Dr. Martin Luther King Jr. was born in Atlanta, GA on January 15, 1929. Faith was always an important part of daily life, as both his father and his grandfather were prominent Baptist ministers. It was his father who firstly changed his name from Michael to Martin Luther King Sr. - after Matin Luther who formed the Protestant Church, rejecting a corrupt Catholic Church in the 1500's. Michael King Jr. later followed his father's lead in adopting the name Marin Luther. During his formative years, Martin Luther King Jr. nearly gave up religion entirely. His faith was revived in his junior year at high school and he went on to his doctorate at Boston University after being accepted to Seminary at Yale, and Edinburgh, Scotland.
During the work on this doctorate, Martin Luther King Jr. met Coretta Scott, an aspiring singer and musician, at the New England Conservatory school in Boston.
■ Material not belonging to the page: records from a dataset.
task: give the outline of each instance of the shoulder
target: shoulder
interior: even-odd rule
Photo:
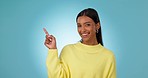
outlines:
[[[102,55],[103,56],[106,56],[108,58],[114,58],[115,55],[114,55],[114,52],[104,46],[102,46]]]

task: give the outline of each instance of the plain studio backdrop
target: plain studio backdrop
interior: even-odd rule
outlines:
[[[118,78],[148,78],[147,0],[0,0],[0,78],[47,78],[45,27],[61,49],[81,38],[76,16],[98,11]]]

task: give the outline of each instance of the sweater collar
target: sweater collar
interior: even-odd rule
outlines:
[[[78,42],[77,48],[79,48],[82,52],[87,53],[98,53],[103,49],[103,46],[99,43],[97,45],[86,45],[81,42]]]

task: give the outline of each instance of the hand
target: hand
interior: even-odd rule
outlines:
[[[57,49],[55,37],[52,35],[49,35],[45,28],[43,28],[43,30],[46,34],[46,39],[45,39],[44,45],[49,49]]]

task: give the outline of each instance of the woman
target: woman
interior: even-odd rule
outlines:
[[[66,45],[58,58],[56,39],[46,29],[45,46],[49,78],[116,78],[113,52],[103,47],[101,26],[96,10],[81,11],[77,18],[81,41]]]

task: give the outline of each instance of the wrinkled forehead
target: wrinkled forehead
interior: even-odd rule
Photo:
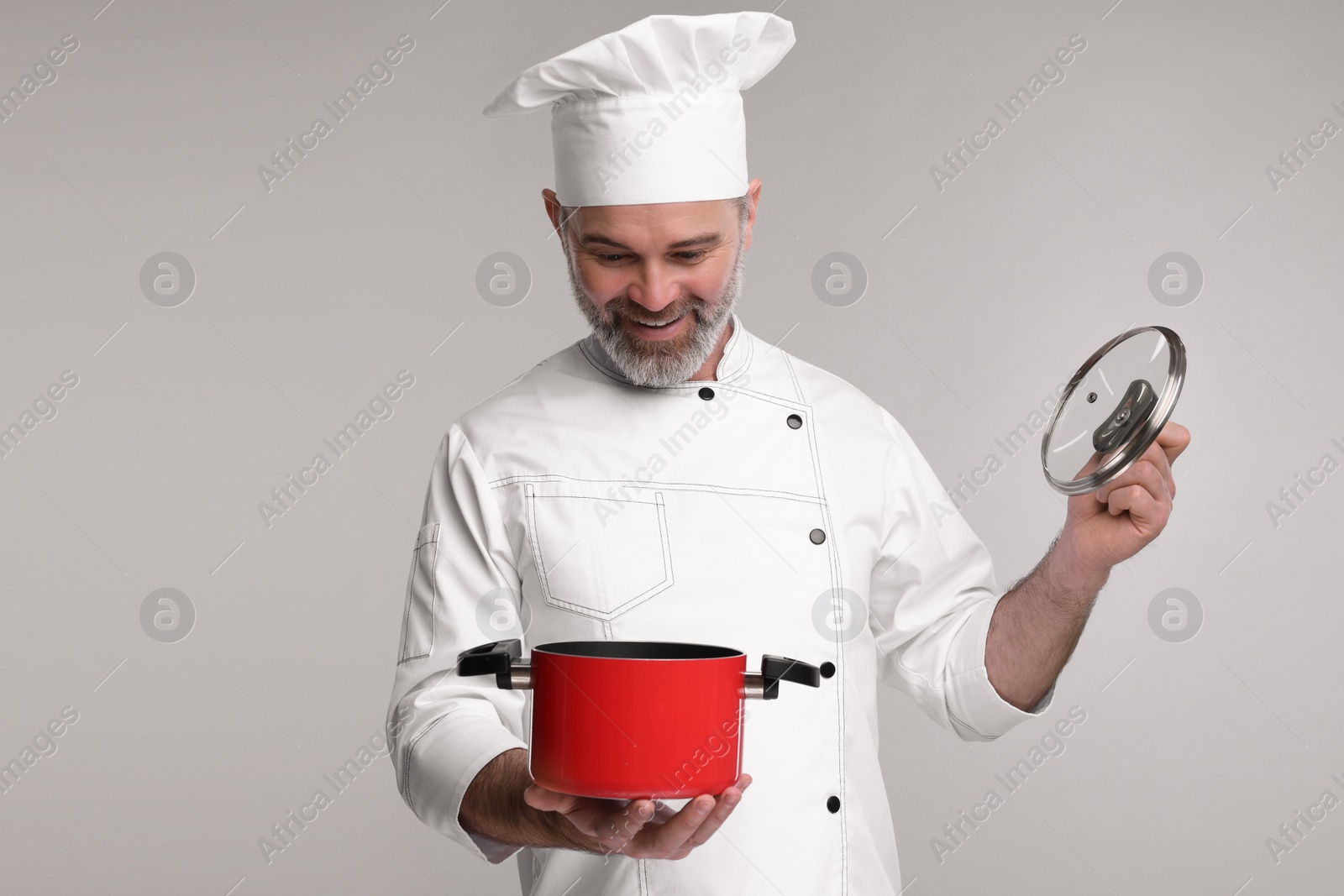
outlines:
[[[612,240],[630,249],[668,247],[718,234],[737,235],[734,200],[710,199],[694,203],[653,203],[646,206],[583,206],[567,212],[569,232],[575,242]]]

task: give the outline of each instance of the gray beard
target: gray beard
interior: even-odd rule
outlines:
[[[712,306],[700,297],[691,297],[684,305],[680,300],[673,304],[679,305],[681,310],[688,310],[695,324],[691,329],[689,343],[685,345],[673,345],[673,343],[680,343],[681,340],[673,339],[668,340],[668,343],[649,343],[640,340],[637,336],[630,336],[621,326],[621,312],[617,310],[618,304],[628,304],[628,300],[612,300],[601,308],[593,302],[587,290],[583,289],[583,282],[579,279],[566,230],[560,230],[560,243],[564,247],[564,266],[570,274],[570,290],[574,293],[574,301],[578,304],[583,317],[587,318],[589,326],[593,328],[593,334],[597,337],[598,345],[607,353],[617,369],[636,386],[652,388],[679,386],[695,376],[696,371],[704,365],[704,361],[714,352],[719,337],[723,336],[723,330],[728,325],[728,318],[732,316],[732,309],[737,305],[738,296],[742,293],[745,258],[742,243],[745,242],[745,234],[738,236],[738,253],[732,263],[732,274],[728,277],[728,282],[723,285],[718,301]],[[640,317],[648,317],[648,313],[644,312]]]

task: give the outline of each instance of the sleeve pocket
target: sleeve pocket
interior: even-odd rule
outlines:
[[[438,523],[425,525],[415,539],[411,575],[406,583],[402,652],[398,665],[423,660],[434,650],[434,613],[438,610]]]

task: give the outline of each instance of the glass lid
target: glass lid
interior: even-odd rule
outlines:
[[[1040,442],[1050,485],[1085,494],[1121,476],[1171,419],[1184,379],[1185,345],[1165,326],[1138,326],[1097,349]]]

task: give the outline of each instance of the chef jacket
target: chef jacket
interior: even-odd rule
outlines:
[[[989,682],[993,567],[961,516],[935,517],[943,498],[886,410],[737,314],[708,382],[638,387],[594,336],[574,343],[439,446],[388,709],[403,799],[489,862],[519,852],[458,809],[482,766],[527,747],[531,692],[457,676],[461,650],[683,641],[742,650],[749,669],[780,654],[829,676],[746,701],[753,785],[718,833],[680,860],[526,848],[523,892],[896,893],[878,681],[964,740],[1054,696],[1024,712]]]

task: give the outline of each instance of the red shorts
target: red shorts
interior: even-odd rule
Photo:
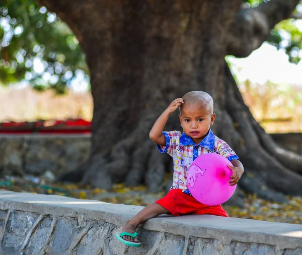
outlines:
[[[206,206],[191,196],[185,194],[180,189],[170,189],[168,194],[155,203],[168,210],[171,214],[179,216],[183,214],[211,214],[229,217],[220,205]]]

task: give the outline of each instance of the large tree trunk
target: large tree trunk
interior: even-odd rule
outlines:
[[[267,5],[241,10],[241,0],[40,0],[78,37],[94,101],[91,157],[60,179],[102,188],[145,183],[157,190],[172,160],[149,131],[171,101],[202,90],[214,101],[213,131],[245,166],[240,186],[279,201],[301,195],[301,157],[279,149],[255,120],[224,60],[258,47],[298,2],[272,0],[283,14],[270,16]],[[180,129],[177,115],[165,130]]]

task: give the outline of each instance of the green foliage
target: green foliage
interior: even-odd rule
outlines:
[[[89,74],[71,30],[34,0],[0,0],[0,50],[4,85],[25,79],[38,91],[63,93],[77,70]]]
[[[245,1],[250,7],[256,7],[269,0],[247,0]],[[302,4],[298,5],[293,17],[302,18]],[[278,49],[282,49],[288,55],[290,62],[299,62],[302,57],[302,19],[290,18],[282,21],[271,31],[268,42]]]
[[[269,1],[245,2],[253,8]],[[295,13],[301,15],[301,5]],[[271,31],[268,41],[283,49],[290,61],[298,62],[302,21],[281,22]],[[0,0],[0,83],[4,85],[26,80],[39,91],[52,88],[63,93],[77,70],[89,80],[85,55],[76,36],[55,14],[38,6],[35,0]]]

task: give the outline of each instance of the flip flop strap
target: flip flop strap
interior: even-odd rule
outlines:
[[[136,237],[136,236],[137,235],[137,232],[134,232],[133,234],[131,234],[130,233],[128,233],[127,232],[122,232],[120,234],[120,236],[121,237],[123,237],[123,236],[124,236],[124,235],[129,235],[129,236],[131,236],[131,237],[135,238]]]

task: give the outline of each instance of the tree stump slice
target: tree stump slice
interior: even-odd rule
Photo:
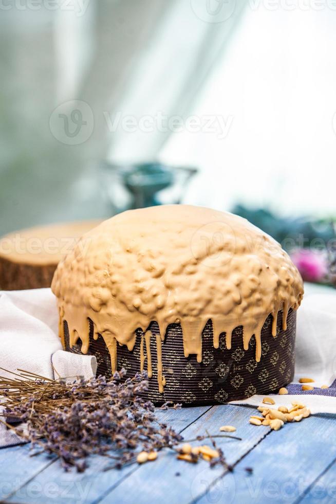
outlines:
[[[0,290],[50,287],[60,261],[100,221],[50,224],[0,239]]]

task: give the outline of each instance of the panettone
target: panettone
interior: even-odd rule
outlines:
[[[292,378],[301,278],[245,219],[201,207],[124,212],[84,235],[52,283],[60,335],[98,372],[145,370],[155,402],[225,402]]]

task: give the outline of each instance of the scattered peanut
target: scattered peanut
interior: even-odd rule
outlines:
[[[250,423],[251,423],[252,425],[261,425],[262,422],[260,420],[258,420],[257,418],[250,418]]]
[[[270,417],[272,420],[277,419],[279,420],[282,420],[283,422],[287,421],[287,419],[285,415],[282,413],[281,411],[278,411],[277,409],[270,409]]]
[[[181,449],[183,453],[191,453],[192,447],[189,443],[184,443]]]
[[[304,418],[308,418],[310,415],[310,410],[309,408],[304,408],[302,410],[302,415]]]
[[[186,462],[192,462],[193,463],[196,463],[197,461],[197,459],[193,458],[191,455],[188,453],[179,453],[177,458],[179,460],[185,460]]]
[[[213,448],[211,448],[210,446],[208,446],[206,444],[204,444],[202,446],[199,446],[198,451],[202,455],[207,455],[211,459],[216,458],[219,456],[219,454],[217,450],[214,449]]]
[[[260,413],[262,413],[265,409],[268,409],[268,408],[267,408],[266,406],[258,406],[257,409],[258,411],[260,411]]]
[[[236,430],[236,427],[232,425],[222,425],[219,429],[222,432],[235,432]]]
[[[294,419],[295,417],[298,417],[300,415],[303,414],[303,411],[304,408],[302,408],[301,409],[296,409],[296,411],[293,411],[291,414],[293,415]]]
[[[148,454],[146,452],[140,452],[137,456],[137,462],[138,464],[143,464],[148,460]]]
[[[300,408],[300,409],[301,408],[305,408],[306,407],[306,406],[305,406],[305,405],[304,404],[302,404],[301,403],[292,403],[292,404],[293,405],[293,406],[295,406],[295,407],[297,406],[297,407],[299,408]]]
[[[270,426],[273,430],[278,430],[284,425],[284,422],[278,418],[271,420]]]
[[[273,430],[278,430],[286,422],[300,422],[310,415],[310,410],[304,404],[292,402],[292,407],[289,410],[285,406],[279,406],[277,409],[258,406],[257,409],[261,411],[263,417],[252,415],[250,423],[259,425],[260,422],[263,425],[269,425]]]
[[[265,404],[275,404],[275,401],[271,397],[264,397],[263,402]]]

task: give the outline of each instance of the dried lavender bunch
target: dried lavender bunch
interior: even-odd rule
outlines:
[[[116,372],[109,381],[100,376],[72,383],[25,371],[12,380],[0,377],[4,416],[27,422],[28,434],[16,428],[17,434],[55,454],[66,470],[84,471],[91,454],[109,457],[120,468],[135,461],[136,449],[157,451],[180,443],[182,436],[158,422],[153,403],[141,397],[148,388],[145,374],[124,381],[125,373]]]

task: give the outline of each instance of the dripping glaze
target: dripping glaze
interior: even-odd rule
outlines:
[[[233,330],[242,326],[244,348],[254,336],[259,362],[266,319],[272,315],[276,336],[278,312],[285,330],[289,310],[298,308],[303,295],[298,272],[271,237],[237,215],[189,205],[129,210],[102,223],[60,263],[51,288],[63,346],[66,321],[70,347],[79,339],[86,353],[92,321],[94,337],[101,335],[108,349],[113,372],[117,344],[131,351],[140,328],[140,369],[146,359],[152,376],[147,328],[156,321],[160,334],[153,337],[161,392],[162,345],[170,324],[181,325],[184,355],[195,355],[198,362],[209,319],[215,348],[225,332],[230,349]]]

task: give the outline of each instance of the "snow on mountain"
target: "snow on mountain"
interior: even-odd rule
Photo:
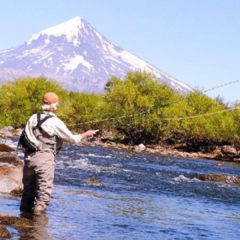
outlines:
[[[180,92],[192,91],[187,84],[162,72],[141,58],[115,46],[80,17],[34,34],[24,44],[0,52],[0,82],[44,74],[70,91],[103,92],[110,76],[145,70]],[[23,73],[24,72],[24,73]],[[7,74],[6,74],[7,73]]]

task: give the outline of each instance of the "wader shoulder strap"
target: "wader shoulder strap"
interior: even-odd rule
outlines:
[[[41,113],[38,113],[37,114],[37,125],[33,128],[33,131],[36,130],[37,128],[39,128],[47,119],[53,117],[52,115],[48,115],[41,120],[40,116],[41,116]]]

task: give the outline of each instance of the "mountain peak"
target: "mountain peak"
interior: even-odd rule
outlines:
[[[81,17],[42,30],[26,43],[1,51],[0,74],[1,68],[21,70],[26,76],[44,74],[69,91],[98,93],[104,92],[110,76],[124,79],[127,72],[142,70],[177,91],[192,91],[185,83],[115,46]],[[12,77],[4,73],[6,79],[15,79],[18,73],[15,76],[10,72]]]
[[[27,45],[31,44],[34,40],[36,40],[41,35],[55,36],[59,37],[61,35],[66,35],[68,39],[78,38],[79,30],[84,29],[86,23],[84,20],[77,16],[74,17],[64,23],[58,24],[56,26],[47,28],[34,34],[28,41]]]

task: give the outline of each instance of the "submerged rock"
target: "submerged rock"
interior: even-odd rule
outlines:
[[[24,217],[9,216],[0,214],[0,224],[11,226],[17,229],[26,229],[34,226],[34,221]]]
[[[225,182],[225,183],[234,183],[240,184],[240,177],[233,175],[224,175],[224,174],[202,174],[198,176],[199,180],[202,181],[214,181],[214,182]]]
[[[10,238],[11,233],[8,231],[8,229],[5,226],[0,225],[0,238]]]

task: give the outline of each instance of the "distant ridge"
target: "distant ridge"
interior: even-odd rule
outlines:
[[[0,52],[0,82],[19,76],[45,75],[69,91],[104,92],[111,76],[124,79],[129,71],[155,74],[171,88],[193,91],[141,58],[115,46],[81,17],[34,34],[24,44]]]

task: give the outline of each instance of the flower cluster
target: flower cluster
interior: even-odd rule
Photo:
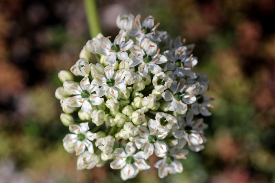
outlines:
[[[78,156],[78,170],[109,162],[125,180],[150,169],[154,154],[161,159],[154,166],[163,178],[182,172],[186,147],[204,148],[207,126],[201,117],[211,115],[213,100],[204,95],[206,76],[192,70],[198,62],[195,46],[157,30],[152,16],[141,18],[119,15],[113,41],[99,34],[70,71],[58,73],[60,119],[72,133],[63,145]],[[92,56],[98,63],[91,63]]]

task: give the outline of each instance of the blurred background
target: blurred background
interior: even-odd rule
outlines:
[[[127,182],[275,181],[274,2],[97,2],[105,36],[118,33],[118,14],[140,14],[195,43],[195,70],[208,76],[215,99],[205,149],[190,153],[182,173],[161,179],[153,168]],[[85,9],[82,1],[0,2],[1,182],[122,181],[108,165],[76,170],[62,145],[68,130],[54,97],[57,74],[90,39]]]

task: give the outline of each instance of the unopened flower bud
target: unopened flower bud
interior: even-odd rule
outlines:
[[[141,100],[141,102],[143,106],[146,106],[149,109],[152,109],[156,106],[156,99],[154,95],[149,94],[149,96],[145,97]]]
[[[92,119],[91,114],[82,111],[81,109],[78,112],[78,117],[82,121],[89,120]]]
[[[83,58],[90,61],[92,58],[92,53],[89,51],[86,48],[86,46],[83,47],[83,48],[80,51],[79,53],[79,58]]]
[[[127,106],[122,109],[121,110],[122,113],[126,116],[131,116],[132,113],[133,111],[133,108],[131,106]]]
[[[93,122],[97,126],[99,126],[104,122],[105,112],[102,110],[95,110],[91,113],[91,117]]]
[[[74,75],[70,71],[60,71],[57,75],[58,78],[62,82],[66,81],[72,81],[74,79]]]
[[[115,115],[115,122],[118,127],[122,126],[127,120],[127,117],[125,115],[119,112]]]
[[[142,98],[140,97],[137,97],[134,98],[134,103],[135,106],[137,108],[140,108],[143,107],[142,103]]]
[[[142,123],[145,119],[145,115],[143,109],[137,110],[132,113],[132,121],[136,125],[139,125]]]
[[[64,126],[69,126],[70,125],[73,124],[74,122],[73,117],[68,114],[61,113],[60,115],[60,120]]]
[[[58,99],[61,100],[63,98],[67,97],[68,96],[64,91],[64,88],[60,86],[56,88],[54,93],[54,95],[56,98]]]
[[[137,83],[135,83],[133,86],[133,89],[135,91],[139,92],[143,90],[145,88],[145,82],[142,80]]]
They were married in June 1953 and had four children.
Having excelled during his education to become valedictorian and class president, Martin Luther King Jr. had established himself as an exceptional orator early on in life. This quality, matched with incisive and intuitively just views on accepted norms of segregation and class warfare propelled him to a position which helped begin a shift in America's social consciousness which still unfolds to this day. In 1954, while still working on his dissertation, King became pastor of the Dexter Avenue Baptist Church of Montgomery, Alabama. He completed his Ph.D. and was award his degree in 1955. King was only 25 years old.
When Rosa Parks was arrested in Montgomery in 1955 for refusing to give up her bus seat to a white man, the incident lit a fire under the burgeoning civil rights movement. His peaceful process of boycotting city buses for 381 days eventually led to a supreme court decision which declared segregated buses unconstitutional. This decision proved that non-violent action in the face of popular opposition could yield true change for the cause of social justice.
King was now the national face of the civil rights cause. He was jailed over 20 times, and was once stabbed in the chest. His house was bombed. He and his family underwent constant personal attacks both physically and psychologically. For a man of peaceful intentions, he unfortunately lived under the threat of violence to both himself and his loved ones. Their courage inspired thousands to endure, even to the point of giving ones' life for the cause of freedom. From 1957 to 1968 he traveled over 6 million miles, gave 2500 speeches, wrote five books and dozens of articles. His speeches were legendary. In 1963, his "I have a dream" speech became a defining moment in American history. In 1964, for his tireless and fearless efforts to propel the cause of socially just laws defining equality between races of men, King became the youngest person ever to have won the Nobel Peace Prize.
King had more confidence and faith in Democracy, the constitution, and the concepts of a fairness and opportunity in America than did his detractors. Bigotry in the south could not stand long, having Martin Luther King Jr. as the leader of the heated civil rights movement. However, in 1968 while fighting for Memphis sanitation workers' rights, he delivered his last speech. Titled "I've been to the mountain top," King's prophetic words echoed those of Moses: "I may not get there with you, but I have SEEN the promised land..." In April of 1968, while speaking from the balcony of the Lorraine Motel in Memphis, Tennessee, King was shot and killed.
In 1983, Ronald Reagan declared every third Monday each January as a national holiday. In following years, the example left by the life of this man inspired an inclusion to encourage us to perform a public community service, on this holiday and every day. This particular hero for Peace stands out from the rest. Let us celebrate this day with each other remembering and honoring the Dream. Engage in social or environmental actions for Peace in your community. Here we provide a link so you may find a local "Day of Service."
What makes Dr. Martin Luther King Jr. a Peacemonger? He left a seismic impact on history with regard to race relations and segregation in America and around the world. He was virulently opposed to wars of aggression. He practiced non-violent protest in the face of grave danger and adversity. He was among the greatest Peacemongers in human history.